One of the end users I spoke to who was located in Alaska was responsible for managing backups in four data centers and dozens of remote offices. Further, when he assumed his role of Infrastructure Manager in 2007, his organization was using a mix of tape drives and formats as well as multiple different backup software products at all of these offices. Yet this was only the tip of the iceberg (pardon the pun) in terms of the problems he was facing.
- The process of of procuring data protection supplies was inefficient. Every site purchased its own backup software, tape drives and tape cartridges so he had no sense of how much was being spent, if it was being used or if the solution they had in place even worked.
- Backup management was highly distributed. IT staff in each site performed their own backups so they were done randomly with no formal routines in place to verify that backups completed successfully or that data could be recovered.
- It would not support his planned virtualization initiatives. He needed to backup up dozens of physical machines that hosted hundreds of virtual machines and he saw his current situation as a bottleneck to delivering on that objective.
Not surprisingly, the pre-EMC Data Domain environment of another user that I spoke with in California just a few weeks ago shared a similar story. His team was backing up over 300 servers with EMC NetWorker across four sites to tape and here are just some of the quotes he had to share about how difficult it was using tape as a primary backup target:
- “There was a good chance that in any one we were going to have a problem somewhere.”
- “We were constantly duking it out with tape changers as they were not staging data fast enough for us, particularly at our larger sites.”
- “The tape changers were just bound and determined to break.”
- “We easily had to spend 10 hours a week managing backups and that’s a low ball estimate. In essence, we were forced to sit around nursing our backups.”
Needless to say, these users found that once they implemented EMC Data Domain in their environments all of their backup problems went away. (After all, why else would EMC Data Domain let me talk to these users if it did not solve their problems, right?)

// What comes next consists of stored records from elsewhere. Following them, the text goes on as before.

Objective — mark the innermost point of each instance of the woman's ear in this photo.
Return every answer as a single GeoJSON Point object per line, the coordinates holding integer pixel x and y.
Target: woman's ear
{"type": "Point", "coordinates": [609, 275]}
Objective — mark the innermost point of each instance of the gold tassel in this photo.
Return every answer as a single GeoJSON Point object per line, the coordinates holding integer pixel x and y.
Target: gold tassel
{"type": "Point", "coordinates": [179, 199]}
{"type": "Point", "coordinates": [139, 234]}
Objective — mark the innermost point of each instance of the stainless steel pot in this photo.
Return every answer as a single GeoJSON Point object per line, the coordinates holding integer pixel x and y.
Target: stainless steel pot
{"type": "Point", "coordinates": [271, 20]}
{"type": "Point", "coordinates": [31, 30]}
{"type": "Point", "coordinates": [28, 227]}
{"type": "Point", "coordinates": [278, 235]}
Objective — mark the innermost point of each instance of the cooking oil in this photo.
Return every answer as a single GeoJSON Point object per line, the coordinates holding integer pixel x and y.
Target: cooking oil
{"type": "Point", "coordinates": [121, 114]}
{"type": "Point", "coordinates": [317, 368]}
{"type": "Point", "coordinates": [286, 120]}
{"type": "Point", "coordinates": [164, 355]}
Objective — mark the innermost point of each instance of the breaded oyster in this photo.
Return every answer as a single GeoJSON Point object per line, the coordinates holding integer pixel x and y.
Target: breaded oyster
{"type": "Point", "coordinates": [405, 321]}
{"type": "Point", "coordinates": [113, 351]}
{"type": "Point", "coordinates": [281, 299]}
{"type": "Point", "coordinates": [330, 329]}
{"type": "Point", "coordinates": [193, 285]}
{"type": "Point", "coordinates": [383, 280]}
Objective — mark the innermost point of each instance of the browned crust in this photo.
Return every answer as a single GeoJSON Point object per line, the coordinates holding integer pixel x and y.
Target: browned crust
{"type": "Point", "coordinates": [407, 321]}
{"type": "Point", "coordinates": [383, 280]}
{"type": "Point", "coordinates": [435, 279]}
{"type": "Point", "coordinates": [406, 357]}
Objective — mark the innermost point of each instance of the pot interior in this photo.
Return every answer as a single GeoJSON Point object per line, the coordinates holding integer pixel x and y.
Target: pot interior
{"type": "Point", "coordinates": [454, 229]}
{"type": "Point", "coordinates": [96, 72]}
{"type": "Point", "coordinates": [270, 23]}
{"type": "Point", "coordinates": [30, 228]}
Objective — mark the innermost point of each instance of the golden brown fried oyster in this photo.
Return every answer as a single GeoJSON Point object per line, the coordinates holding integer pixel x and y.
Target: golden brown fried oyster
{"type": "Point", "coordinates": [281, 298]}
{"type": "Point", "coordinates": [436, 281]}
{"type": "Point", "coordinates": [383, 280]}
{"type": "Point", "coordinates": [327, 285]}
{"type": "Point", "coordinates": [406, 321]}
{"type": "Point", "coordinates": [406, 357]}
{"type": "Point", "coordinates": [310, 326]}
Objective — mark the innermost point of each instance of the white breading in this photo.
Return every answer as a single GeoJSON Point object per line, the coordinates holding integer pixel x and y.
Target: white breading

Yet somewhat to my surprise and maybe even to EMC’s, it was deduplication that initially got their attention and perhaps why they were talking to EMC Data Domain in the first place. But at the end of the day, the benefits that deduplication offered were more akin to the icing on the cake for these two users.
When I spoke to the user in Alaska and asked him what his deduplication ratio was, he couldn’t even tell me. Then the other user in California also could not quote the ratio. In fact, if his Network Design Specialist was not on the phone with us while we were talking, I doubt he could have told me the deduplication ratio he was achieving (it was about 20:1.)
What both users talked at length about were: (a) getting their life and the life of their IT staff back so they were not constantly worrying about backups; and, (b) having time to pursue more strategic initiatives like implementing server virtualization or security measures that were long overdue. One of the users in California said it best. “It is not like now that backup is fixed and we are reading the paper more and kicking up our heels. We are working on security more and other processes that need improvement.“
However readers of this blog entry should not walk away from it thinking that deduplication has not played a large role in the success of EMC Data Domain in these environments. It certainly has. In both cases they are using deduplication to minimize their data stores and efficiently replicate data over long distances.
In the case of the user in the state of Alaska, he has what he refers to as WAN connectivity that is “dicey at best” to remote offices, limited in bandwidth and shared with other offices. Despite these restrictions he found that EMC Data Domain could replicate data so efficiently that even over his worst WAN links he could still replicate data from his most remote data centers to his primary data center by noon the next day.
The user in California had a similar experience to share. While he was also able to efficiently replicate data, the real benefit he found was in moving large VM images from one data center to another. Since EMC Data Domain deduplicates data so efficiently and controls replication so effectively, he has found he can quickly and easily migrate a VM from one site to another and bring it up for testing, DR or even production.
This is not the first time I have heard stories like these and I doubt it will be the last. But what those organizations who are still sitting on the fence about deduplication should take away from this blog entry is that deduplication is just the icing on the backup to disk cake.
Yes, deduplication makes storing data on disk more efficient and enables the effective replication of data over WAN links. But its initial benefits – that of ensuring backups complete quickly and successfully and what that means from increasing productivity and the quality of life of backup administrators – are not being given sufficient credit and really should be the principle reasons that organizations implement a disk-based backup solution that offers deduplication.